The St. Peter Sandstone and Pacific's silica economy
Pacific sits at the surface outcrop of one of the largest deposits of exceptionally pure silica sand in North America — the St. Peter Sandstone, a roughly 470-million-year-old Ordovician sedimentary formation that extends in the subsurface across much of the central Midwest but only surfaces in scattered outcrops along river valleys. The Pacific outcrops along the Meramec River represent one of the most accessible exposures of the formation anywhere in Missouri, and the sandstone's exceptional purity (typically 99% silicon dioxide with very low iron or other impurities) made it commercially valuable from the early days of industrial-scale American glass manufacturing.
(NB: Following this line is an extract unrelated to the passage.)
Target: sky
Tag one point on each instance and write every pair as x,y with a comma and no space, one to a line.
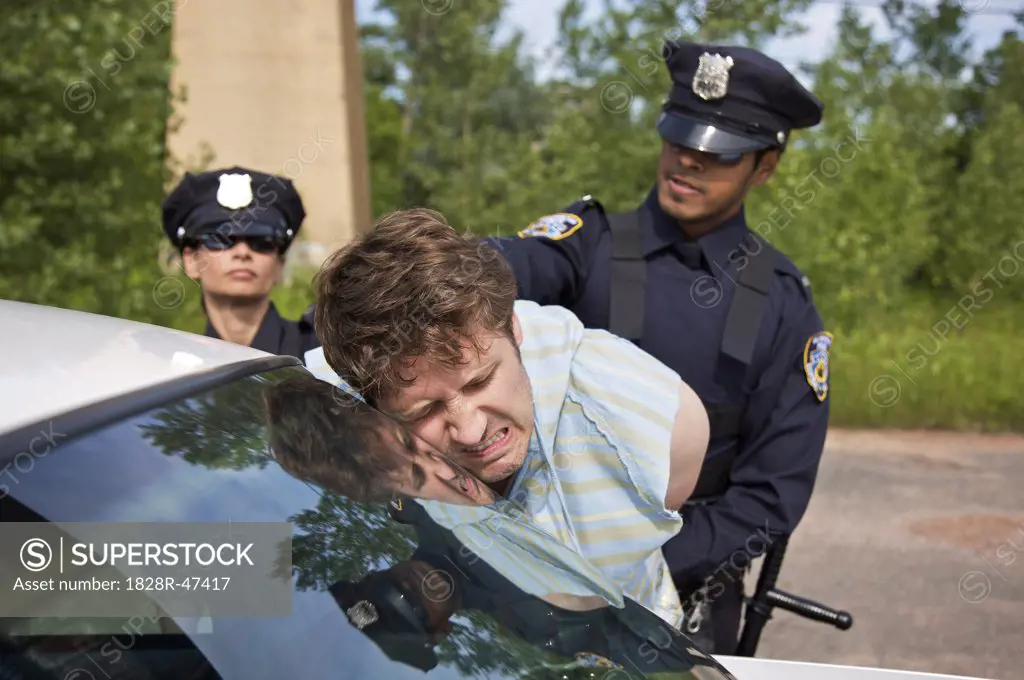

Silica mining in Pacific began in the late 1860s and 1870s with small surface quarries supplying St. Louis glass factories. Underground mining began in the 1890s as surface deposits were exhausted and operators realized that the sandstone bed extended far back into the bluffs at workable thickness. The underground workings expanded rapidly through the early 20th century — by the 1920s and 1930s, Pacific was one of the major industrial silica producers in the United States, with multiple companies operating concurrently and the town's economy substantially built on silica payrolls.
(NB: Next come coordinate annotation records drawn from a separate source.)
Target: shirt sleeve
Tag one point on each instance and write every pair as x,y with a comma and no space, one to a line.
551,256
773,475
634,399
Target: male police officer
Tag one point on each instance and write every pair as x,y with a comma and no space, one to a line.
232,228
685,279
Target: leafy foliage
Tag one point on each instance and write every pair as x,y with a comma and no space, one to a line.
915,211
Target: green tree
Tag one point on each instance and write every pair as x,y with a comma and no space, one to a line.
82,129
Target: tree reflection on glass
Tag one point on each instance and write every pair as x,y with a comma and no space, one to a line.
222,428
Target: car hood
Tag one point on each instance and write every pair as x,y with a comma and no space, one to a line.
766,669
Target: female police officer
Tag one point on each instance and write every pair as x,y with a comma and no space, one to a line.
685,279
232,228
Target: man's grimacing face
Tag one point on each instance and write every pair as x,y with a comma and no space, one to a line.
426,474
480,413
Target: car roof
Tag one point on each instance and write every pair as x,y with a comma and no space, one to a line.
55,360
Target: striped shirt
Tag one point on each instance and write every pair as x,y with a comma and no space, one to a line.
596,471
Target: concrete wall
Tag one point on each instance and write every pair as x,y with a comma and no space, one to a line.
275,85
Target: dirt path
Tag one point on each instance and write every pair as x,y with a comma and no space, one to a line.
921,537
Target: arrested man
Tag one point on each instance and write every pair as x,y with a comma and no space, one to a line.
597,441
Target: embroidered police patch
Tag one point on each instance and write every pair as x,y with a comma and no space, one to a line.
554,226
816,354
The industry peaked in the 1940s and 1950s during the post-war glass manufacturing boom, when Pacific silica was shipped to glass plants across the Midwest and as far as the East Coast. Decline began in the 1960s as more efficient surface operations elsewhere in Missouri and other states displaced the labor-intensive underground production. The last active Pacific underground silica operation closed in the 1970s, and most of the cave workings have been inactive for 50 or more years.